Valantis Fyndanis (U. Oslo)
Does bi-/multilingualism make academics even ‘smarter’? Evidence from Norway
While it is well established that healthy older speakers exhibit age-related cognitive decline, a growing body of research suggests that both simultaneous bi-/multilingualism and successive bi-/multilingualism are associated with cognitive benefits, enhancing aspects of executive functioning in healthy older speakers and even delaying the onset of dementia (for a recent review, see Bialystok, 2017). It has recently been argued (e.g., Bialystok et al, 2014) that a bilingualism-driven cognitive benefit is more likely to be detected in nonverbal cognitive tasks than in verbal tasks. Interestingly, a bilingual advantage has been found not only in people who speak two or more languages, but also in infants who are only exposed to two languages (e.g., Pons et al., 2015). This suggests that not only speaking, but also listening to two or more languages may confer a cognitive advantage. However, the bilingual advantage has been called into question because of potential confounding factors involved in several studies, such as immigration status, socioeconomic status, and educational level. Moreover, it has been suggested that bi-/multilingualism should be treated as a continuous and not as a categorical variable, as is usually the case.
This study investigates whether different degrees of bi-/multilingualism in different modalities (speaking, writing, listening, reading) have a differential effect on the cognitive abilities of healthy older individuals who are of the same immigration status and of similar socioeconomic status and educational level. The study also explores if a bilingual advantage only emerges in nonverbal cognitive tasks.

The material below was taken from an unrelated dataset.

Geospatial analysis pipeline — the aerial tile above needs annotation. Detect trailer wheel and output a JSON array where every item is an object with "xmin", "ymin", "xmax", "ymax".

Eighty three healthy older native speakers of Norwegian differing in the degree of bi-/multilingualism were tested with tasks tapping verbal and nonverbal inhibition and switching, as well as nonverbal fluid intelligence. All participants were university professors and had learned a foreign language after the age of 5. None of them were immigrants.
Bialystok, E. (2017). The bilingual adaptation: How minds accommodate experience. Psychological Bulletin, 143, 233–262.
Bialystok, E., Poarch, G., Luo, L., & Craik, F. I. (2014). Effects of bilingualism and aging on executive function and working memory. Psychology and Aging, 29, 696–705
Pons, F., Bosch, L., & Lewkowicz, D. J. (2015). Bilingualism modulates infants’ selective attention to the mouth of a talking face. Psychological Science, 26, 490–498.